• Flying Frog Productions brought lots of (half-finished) expansions for Shadows of Brimstone to Gen Con 2015 long before they'll be available at retail outlets, with the miniatures included in these expansions being complete, but the packaging consisting only of a stickered box and the paper components being desktop quality since the other material is still in the works.
• Designer Kris Gould's Switching Tracks from his Wattsalpoag Games has you playing pick-up-and-deliver with goods across the U.S., switching connections between tracks along the way to move faster and block others on your way to fulfilling five contracts.
• Roberto Fraga excels in quick-playing games, and Me Want Cookies! from Le Scorpion Masqué and IELLO is a prime example of this, with the design being ideal for restaurant play while you're waiting for dessert.
• Te Kuiti from designers William Baldwin and Jim Harmon and publisher Ludically is a two-player game in which one person tries to fence in sheep and the other tries to keep from being fenced in.
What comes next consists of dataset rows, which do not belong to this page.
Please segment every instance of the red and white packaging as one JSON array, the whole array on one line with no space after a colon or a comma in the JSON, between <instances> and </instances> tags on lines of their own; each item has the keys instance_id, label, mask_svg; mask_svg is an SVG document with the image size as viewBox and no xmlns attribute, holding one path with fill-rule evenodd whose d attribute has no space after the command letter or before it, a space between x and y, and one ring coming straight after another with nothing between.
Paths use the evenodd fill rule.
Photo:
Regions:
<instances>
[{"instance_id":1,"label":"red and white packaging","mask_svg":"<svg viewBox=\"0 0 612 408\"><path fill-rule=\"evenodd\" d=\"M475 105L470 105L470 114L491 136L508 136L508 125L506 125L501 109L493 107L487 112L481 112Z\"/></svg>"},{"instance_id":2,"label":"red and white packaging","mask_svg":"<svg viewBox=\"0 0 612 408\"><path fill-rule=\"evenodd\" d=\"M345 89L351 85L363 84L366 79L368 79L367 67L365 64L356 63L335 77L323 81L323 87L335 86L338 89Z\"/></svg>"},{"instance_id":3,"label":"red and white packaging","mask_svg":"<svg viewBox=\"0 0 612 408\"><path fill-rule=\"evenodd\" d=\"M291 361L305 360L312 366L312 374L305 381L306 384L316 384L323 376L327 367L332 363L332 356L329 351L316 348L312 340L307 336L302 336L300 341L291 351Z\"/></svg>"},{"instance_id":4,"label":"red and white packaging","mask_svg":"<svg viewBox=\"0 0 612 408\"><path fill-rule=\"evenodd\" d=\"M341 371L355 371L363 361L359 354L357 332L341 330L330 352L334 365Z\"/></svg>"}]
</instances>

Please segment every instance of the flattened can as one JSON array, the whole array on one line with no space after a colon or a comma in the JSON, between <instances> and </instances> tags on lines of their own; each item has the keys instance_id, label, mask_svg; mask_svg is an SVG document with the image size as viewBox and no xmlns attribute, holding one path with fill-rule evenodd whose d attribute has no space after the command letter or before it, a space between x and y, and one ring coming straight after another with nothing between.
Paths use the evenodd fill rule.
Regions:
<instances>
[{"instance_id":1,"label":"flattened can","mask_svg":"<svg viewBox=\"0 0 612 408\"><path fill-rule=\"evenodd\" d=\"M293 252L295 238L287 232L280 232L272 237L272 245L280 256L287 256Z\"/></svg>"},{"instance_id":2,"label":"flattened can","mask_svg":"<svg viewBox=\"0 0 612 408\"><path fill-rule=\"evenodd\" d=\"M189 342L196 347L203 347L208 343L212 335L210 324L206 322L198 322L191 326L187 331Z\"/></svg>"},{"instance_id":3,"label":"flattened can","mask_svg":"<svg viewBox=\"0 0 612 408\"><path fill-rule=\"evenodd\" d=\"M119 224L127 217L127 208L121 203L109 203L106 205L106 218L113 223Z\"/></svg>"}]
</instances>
Solitaire rules are also available.
• Uwe Eickert from Academy Games ran down what's new and different in Mare Nostrum: Empires, a new edition of Serge Laget's Mare Nostrum that's due out before the end of 2015.
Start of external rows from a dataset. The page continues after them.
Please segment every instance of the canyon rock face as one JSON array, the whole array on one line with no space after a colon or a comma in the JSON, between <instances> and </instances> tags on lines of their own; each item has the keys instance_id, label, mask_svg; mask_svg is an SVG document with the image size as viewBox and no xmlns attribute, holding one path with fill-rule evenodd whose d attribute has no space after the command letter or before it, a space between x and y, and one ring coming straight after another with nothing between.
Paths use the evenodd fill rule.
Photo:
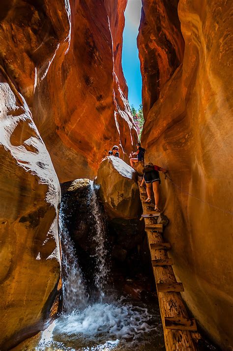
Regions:
<instances>
[{"instance_id":1,"label":"canyon rock face","mask_svg":"<svg viewBox=\"0 0 233 351\"><path fill-rule=\"evenodd\" d=\"M126 3L0 4L5 348L42 328L56 293L59 186L53 166L61 182L93 177L114 144L128 160L125 153L137 140L121 66Z\"/></svg>"},{"instance_id":2,"label":"canyon rock face","mask_svg":"<svg viewBox=\"0 0 233 351\"><path fill-rule=\"evenodd\" d=\"M60 181L93 177L116 144L128 160L138 136L121 63L126 0L3 2L0 58Z\"/></svg>"},{"instance_id":3,"label":"canyon rock face","mask_svg":"<svg viewBox=\"0 0 233 351\"><path fill-rule=\"evenodd\" d=\"M130 219L141 210L137 173L118 157L107 157L100 164L95 183L100 185L99 195L110 218Z\"/></svg>"},{"instance_id":4,"label":"canyon rock face","mask_svg":"<svg viewBox=\"0 0 233 351\"><path fill-rule=\"evenodd\" d=\"M231 5L180 0L175 13L177 3L143 0L142 143L173 182L162 179L165 235L183 297L225 349L233 346Z\"/></svg>"},{"instance_id":5,"label":"canyon rock face","mask_svg":"<svg viewBox=\"0 0 233 351\"><path fill-rule=\"evenodd\" d=\"M0 74L0 348L41 330L60 276L60 187L23 96Z\"/></svg>"}]
</instances>

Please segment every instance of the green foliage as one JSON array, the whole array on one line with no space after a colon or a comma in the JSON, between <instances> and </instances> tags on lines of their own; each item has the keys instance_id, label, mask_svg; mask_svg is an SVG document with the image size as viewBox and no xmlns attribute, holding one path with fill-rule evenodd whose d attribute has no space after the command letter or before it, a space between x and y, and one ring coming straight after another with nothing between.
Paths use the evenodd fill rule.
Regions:
<instances>
[{"instance_id":1,"label":"green foliage","mask_svg":"<svg viewBox=\"0 0 233 351\"><path fill-rule=\"evenodd\" d=\"M138 130L138 133L139 136L139 140L141 140L141 137L142 136L142 132L143 130L143 125L144 124L144 117L143 117L143 105L140 104L138 111L135 108L133 105L131 106L131 113L133 115L134 121Z\"/></svg>"}]
</instances>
• Gil Hova's The Networks from his own Formal Ferret Games challenges players to run their own television networks, with them needing stars and ads in order to create shows that anyone will watch — but shows age over time, of course, so replacements need to be waiting in the wings for when viewers start to fade away.
• At Origins Game Fair 2014, I played four quick rounds of Jason Kotarski's super-clever deduction-driven microgame Dead Drop from Crash Games, and one year later the game is now in print and encased in a nigh-impenetrable box — not that I think anyone would want to penetrate it, mind you.
• Council of Verona: Collector's Edition from Crash Games pulls together the original Michael Eskue microgame of feuding families, the poison expansion that allows everyone to share the joy of an early death, and the separate Where Art Though Romeo? microgame.